Maestro Bietti, di cosa avrebbe discusso?
«Degli epistolari del periodo che va dal 1805 al 1809, tra le due occupazioni napoleoniche di Vienna. È uno dei suoi momenti più interessanti della sua attività, tra la “Terza sinfonia” e la “Sesta”. Certo, in una vita e in una produzione sempre intense, non è facile individuare un segmento... Le sue lettere sono state raccolte in ben sei volumi, pubblicati dall’Accademia di Santa Cecilia».
La bibliografia in italiano non è però estesissima.
«Ed è anche piuttosto tardiva. Il libro di Giovanni Carli Ballola è del 1985. Dopo ci sono stati testi tradotti, come Beethoven e il suo tempo di Carl Dahlhaus (edizioni Edt), un libro per specialisti».
E La vita, l’opera, il romanzo familiare di Maynard Solomon?
«È un’interessante biografia scritta da uno psicanalista, a volte forzata, per riportare un autore vissuto agli inizi dell’Ottocento alle teorie di Freud e Jung. Interessante è una specie di noir, per cui l’autore prova a svelare chi fosse “l’immortale amata” del musicista».
Lei nel 2013 ha scritto per Laterza Ascoltare Beethoven (pp. 308, euro 18).
«L’idea era di offrire uno sguardo panoramico sulla sua vita e sulla sua opera strumentale, comprensibile anche al lettore non specialista. All’inizio del libro si trova un codice Qr che rimanda a link dove ascoltare esempi musicali. Alla fine c’è un glossario che spiega i termini tecnici».
Il volume si apre con uno sguardo alle categorie di tempo, spazio, memoria, contrasto.
«Si tratta di spiegare come questo musicista, che è il più eseguito al mondo, ha cambiato i parametri fondamentali della musica».
Nella seconda parte tratta il rapporto tra Beethoven e il mondo.
«Fu sempre problematico, per la sordità, per il carattere eccentrico, per la radicalità politica e morale. Fu illuminista: nel Fidelio, nella “Quinta” e nella “Nona sinfonia” propaga la fraternità tra tutti i popoli del mondo».
La terza parte è dedicata al suo linguaggio.
«Analizzo i mattoni con cui costruisce il suo edificio. Qui tratto temi complessi, come quello della tonalità, di come si scrive e si elabora un tema, una melodia, facendola riapparire in modo spezzettato, frammentato, nel corso della composizione».
Di cosa tratta l’intermezzo sulla musica popolare, che sembra preparare il suo studio più recente, Lo spartito del mondo?
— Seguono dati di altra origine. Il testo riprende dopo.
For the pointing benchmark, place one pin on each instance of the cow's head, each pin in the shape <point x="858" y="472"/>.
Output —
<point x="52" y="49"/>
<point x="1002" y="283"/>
«Tra il 1810 e il 1820 scrisse 170 arrangiamenti di canzoni popolari di tutte le nazioni. Qui si vede ancora il suo sguardo cosmopolita, aperto. Entra in contatto con composizioni estranee al canone della musica occidentale. Si rivolge ad altre culture».
L’ultima parte, lei la dedica alle forme compositive.
«Alla musica per pianoforte e al quartetto, veri laboratori della sua creazione. E poi al prodotto della sperimentazione in quei campi, la grande musica orchestrale, pubblica».